Below is my all time favorite Spiced Vegetable Barley Porridge that is packed with lots of nutrients and easy to whip up at short amount of time. I have added some spices and stock to elevate the taste of barley. Usually, I add diced sweet potato, carrot, broccoli, green peas or butter nut squash to this porridge but this time I keep it simple. The more vegetables you add to this porridge will not only add good flavor but also provide all the essential vitamins needed by the body. For protein, you could also add steamed chicken pieces or seafood of your choice.
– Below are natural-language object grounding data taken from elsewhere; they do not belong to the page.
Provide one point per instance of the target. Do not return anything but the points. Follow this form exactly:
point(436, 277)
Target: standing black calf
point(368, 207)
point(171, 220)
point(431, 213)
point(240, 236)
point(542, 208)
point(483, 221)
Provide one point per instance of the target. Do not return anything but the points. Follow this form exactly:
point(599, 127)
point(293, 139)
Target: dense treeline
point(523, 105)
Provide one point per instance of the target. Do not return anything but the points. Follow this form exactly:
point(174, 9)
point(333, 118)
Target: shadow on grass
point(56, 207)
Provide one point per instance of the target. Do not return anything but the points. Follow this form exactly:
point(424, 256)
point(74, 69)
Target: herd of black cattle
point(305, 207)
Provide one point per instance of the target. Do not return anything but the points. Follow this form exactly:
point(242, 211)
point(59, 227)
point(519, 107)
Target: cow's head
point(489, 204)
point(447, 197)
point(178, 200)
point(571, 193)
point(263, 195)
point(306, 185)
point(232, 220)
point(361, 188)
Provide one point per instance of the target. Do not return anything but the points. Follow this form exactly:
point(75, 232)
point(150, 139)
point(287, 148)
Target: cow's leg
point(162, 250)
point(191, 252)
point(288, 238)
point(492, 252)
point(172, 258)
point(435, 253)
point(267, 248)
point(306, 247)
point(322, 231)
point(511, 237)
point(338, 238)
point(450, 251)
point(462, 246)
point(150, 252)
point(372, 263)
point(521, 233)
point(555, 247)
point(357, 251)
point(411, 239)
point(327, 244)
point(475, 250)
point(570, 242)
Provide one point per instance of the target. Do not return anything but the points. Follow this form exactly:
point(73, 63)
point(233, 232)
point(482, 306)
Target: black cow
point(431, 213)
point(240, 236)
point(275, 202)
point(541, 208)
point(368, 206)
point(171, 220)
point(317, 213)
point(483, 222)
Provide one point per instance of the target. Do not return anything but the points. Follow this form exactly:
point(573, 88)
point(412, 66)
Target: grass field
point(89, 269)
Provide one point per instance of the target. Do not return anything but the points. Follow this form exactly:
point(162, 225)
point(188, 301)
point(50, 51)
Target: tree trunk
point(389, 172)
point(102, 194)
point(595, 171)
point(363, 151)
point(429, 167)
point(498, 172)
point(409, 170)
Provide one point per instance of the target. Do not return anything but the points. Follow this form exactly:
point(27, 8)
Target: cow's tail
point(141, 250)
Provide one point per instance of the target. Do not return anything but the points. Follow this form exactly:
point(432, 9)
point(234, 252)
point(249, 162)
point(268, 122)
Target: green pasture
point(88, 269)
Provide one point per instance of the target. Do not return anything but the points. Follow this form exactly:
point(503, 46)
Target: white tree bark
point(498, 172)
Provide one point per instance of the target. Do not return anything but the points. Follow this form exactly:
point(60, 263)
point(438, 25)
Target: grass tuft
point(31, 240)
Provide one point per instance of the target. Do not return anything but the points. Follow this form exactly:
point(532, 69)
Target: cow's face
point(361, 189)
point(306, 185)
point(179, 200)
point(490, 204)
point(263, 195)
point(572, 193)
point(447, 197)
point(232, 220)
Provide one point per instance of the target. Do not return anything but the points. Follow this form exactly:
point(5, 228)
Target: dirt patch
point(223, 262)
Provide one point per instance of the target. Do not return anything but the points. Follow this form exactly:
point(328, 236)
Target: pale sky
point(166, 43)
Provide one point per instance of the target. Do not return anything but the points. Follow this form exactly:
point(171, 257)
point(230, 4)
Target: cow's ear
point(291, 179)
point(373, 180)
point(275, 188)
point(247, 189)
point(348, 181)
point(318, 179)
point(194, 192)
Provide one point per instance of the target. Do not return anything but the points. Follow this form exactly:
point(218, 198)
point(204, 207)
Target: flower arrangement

It's always comforting to have one pot meal with all the goodness and tasting great too.
|Spiced Vegetable Barley Porridge|
Small green chillies : 4 or as per your liking
Large ripe tomato : 1
Water : 5 cups
Chicken stock/mutton stock/vegetable stock : 2 cups or more
Cauliflower : 1 cup
Snow peas :9
Baby corns : 12
Spring onions or coriander leaves : 3 tbsp (for garnish)
Pearl barley : 2 handfuls
Yellow moong lentils : 1 handful
Kurma spice powder or biryani spice powder : 1 tsp or as per your liking
Black pepper powder : 1/2 tsp (optional but I have added as I like spicy food)
Salt : as needed
To Grind (coarse paste):
Small rose onions :6
Garlic : 3 cloves
Ginger : 1 inch
To Temper :
Cinnamon stick : 2 inches
Star anise : 1
Cloves : 2
Olive oil : 1 tbsp
1. Soak barley and yellow moong lentils for 5 hours. After that, by adding 5 cups of water cook it in pressure cooker until the barley is soft and yellow moong lentils mashed slightly. Keep that aside.
2. Blanch cauliflower, snow peas and baby corns in salted hot water for 10 min. Then, discard the water and strain it well.
3. In a pan, when the olive oil is slightly hot, add all the ingredients under 'To Temper' section followed by ground ingredients under 'To Grind' section. Fry till the raw smell dissipates.
4. Now add slitted green chillies and diced tomato, fry them till the tomato is mashed well.
5. Chuck in blanched vegetables of your choice with a tsp of kurma or biryani spice powder, black pepper powder (optional), salt, cooked barley and lentils along with its water from the pressure cooker. You may also add 2 cups or more of chicken or mutton stock depending on how much liquid you prefer in your porridge. Taste for the seasoning and make necessary alteration if needed.
6. Simmer gently on low flame for 10 minutes. Switch off the stove and garnish with chopped spring onions or coriander leaves.